Khenkin asintió de nuevo y dijo:
—Vamos a verlo.
Así que fuimos al exterior y echamos una ojeada. Estábamos en un quinto piso, el aire era fresco y la vista, magnífica. La maceta del centro era maciza, pesada, firme como una roca, bastante más ancha que alta, tallada como una antigüedad griega, lisa pero con zonas que el paso del tiempo había cubierto de musgo. Sí, bien podía tratarse del punto de apoyo. Dado el ligero ángulo descendente hacia el objetivo, un tirador de estatura mediana sentado detrás de ella habría estado de lo más cómodo. Habría apuntado entre la balaustrada, entre dos de los musgosos balaustres que sujetaban el pretil.
—¿Cuánto mide Datsev? —pregunté.
—Entre metro setenta y metro setenta y cinco —respondió Khenkin.
Que, desde luego, era una estatura mediana.
—¿Y Carson? —le pregunté a Bennett.
—Un metro setenta y cinco centímetros —me dijo.
Otro que estaba en la media. Como John Kott, tallado en metro setenta la última vez que lo vi, hacía dieciséis años.

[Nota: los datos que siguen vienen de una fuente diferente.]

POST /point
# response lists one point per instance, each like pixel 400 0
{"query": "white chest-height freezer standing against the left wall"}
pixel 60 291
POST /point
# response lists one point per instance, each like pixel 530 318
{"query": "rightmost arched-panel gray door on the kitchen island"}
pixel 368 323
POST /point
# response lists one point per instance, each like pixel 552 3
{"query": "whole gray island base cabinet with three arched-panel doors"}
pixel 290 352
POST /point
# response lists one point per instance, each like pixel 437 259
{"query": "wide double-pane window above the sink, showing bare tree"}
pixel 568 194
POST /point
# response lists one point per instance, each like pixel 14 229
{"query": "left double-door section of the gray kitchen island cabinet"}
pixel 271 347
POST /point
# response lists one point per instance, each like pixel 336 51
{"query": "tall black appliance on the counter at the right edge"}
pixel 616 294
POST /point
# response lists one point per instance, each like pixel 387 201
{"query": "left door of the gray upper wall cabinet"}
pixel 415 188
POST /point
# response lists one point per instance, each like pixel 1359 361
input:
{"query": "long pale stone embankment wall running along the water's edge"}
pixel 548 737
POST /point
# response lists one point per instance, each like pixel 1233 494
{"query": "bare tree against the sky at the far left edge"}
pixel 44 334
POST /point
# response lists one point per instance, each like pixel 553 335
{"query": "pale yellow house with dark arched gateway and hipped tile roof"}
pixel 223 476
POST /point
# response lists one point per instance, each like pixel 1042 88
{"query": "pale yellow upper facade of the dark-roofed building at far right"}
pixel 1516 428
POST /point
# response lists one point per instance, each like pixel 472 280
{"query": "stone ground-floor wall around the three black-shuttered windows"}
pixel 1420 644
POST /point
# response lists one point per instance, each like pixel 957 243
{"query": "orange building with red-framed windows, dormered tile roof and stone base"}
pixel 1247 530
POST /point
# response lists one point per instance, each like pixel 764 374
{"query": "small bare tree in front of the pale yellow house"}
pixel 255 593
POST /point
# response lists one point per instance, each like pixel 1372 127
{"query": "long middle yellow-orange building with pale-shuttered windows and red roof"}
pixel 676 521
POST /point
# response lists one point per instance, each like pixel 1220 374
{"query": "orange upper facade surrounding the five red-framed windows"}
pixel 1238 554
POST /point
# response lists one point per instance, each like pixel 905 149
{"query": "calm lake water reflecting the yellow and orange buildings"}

Entonces Khenkin se sentó en el suelo con las piernas cruzadas, detrás de la maceta, sin que le preocupara mancharse las elegantes y caras prendas que vestía. Cerró un ojo y entrecerró el otro.
—¿Tienen fotografías sacadas desde aquí? —preguntó—. En las que se vean el atril y los paneles.
—Por supuesto —respondió la mujer de pelo oscuro y sedoso—. Están incluidas en la exposición. Deberían haber acabado de verla.
—Lo siento —se disculpó Khenkin—. ¿Las ha traído?
—Pues sí. —La mujer encendió uno de los portátiles, hizo unos pocos clics, se desplazó por la pantalla y dejó el ordenador sobre la maceta, delante del ruso—. Esto simula la vista desde la mira o, al menos, eso creemos.
Y así era, más o menos. Me agaché para echar una ojeada y vi el atril en el centro de la imagen, razonablemente cerca, razonablemente grande, con el escudo antibalas más cercano apenas visible pero justo delante. El atril parecía triste, desamparado, en medio de un escenario evacuado a todo correr primero y cuyo perímetro se había asegurado después.
—No veo la mella —dijo Khenkin.
La mujer se hizo sitio entre nosotros. Olía a Chanel. Pinchó un par de veces con el ratón y el punto rojo reapareció en el cristal, a un poco más de quinientos milímetros del borde izquierdo y setecientos del superior.
—¿Qué altura tiene su presidente? —prosiguió el ruso.
La mujer volvió a pinchar con el ratón y apareció una figura detrás del panel, detrás del atril. No era el presidente de Francia, sino un doble, con el mismo peso y estatura, probablemente. Un policía, quizás, o uno de los de seguridad.
El punto rojo estaba a quince centímetros de la garganta.
—¿Ven? Lo sabía —soltó Khenkin—. Iba a fallar. A la izquierda y un poco caído.
Se puso de pie, se sacudió la Burberry y se acercó a la balaustrada. Miró por encima de los tejados grises de París, en dirección a Les Invalides. Bennett se unió a él, hombro con hombro a su derecha, y yo lo hice a la izquierda, también hombro con hombro. Vi el boulevard Raspail, calles anchas, automóviles y personas, ordenadas filas de árboles podados, zonas verdes, edificios maravillosos con herrajes negros, tejado de pizarra y banderas lacias, farolas ornamentadas, la vaga mole blanquecina del viejo hospital y más allá, mucho más lejos, la punta de la torre Eiffel.
Entonces sucedieron tres cosas, orquestadas en perfecto orden y tan despacio como el tictac de un viejo reloj. Tic, un puntito repentino de luz apareció a lo lejos. Tac, por todos lados, las banderas ondearon de golpe al levantarse una ráfaga de viento. Tic, la cabeza de Khenkin voló en pedazos justo al lado de mi hombro.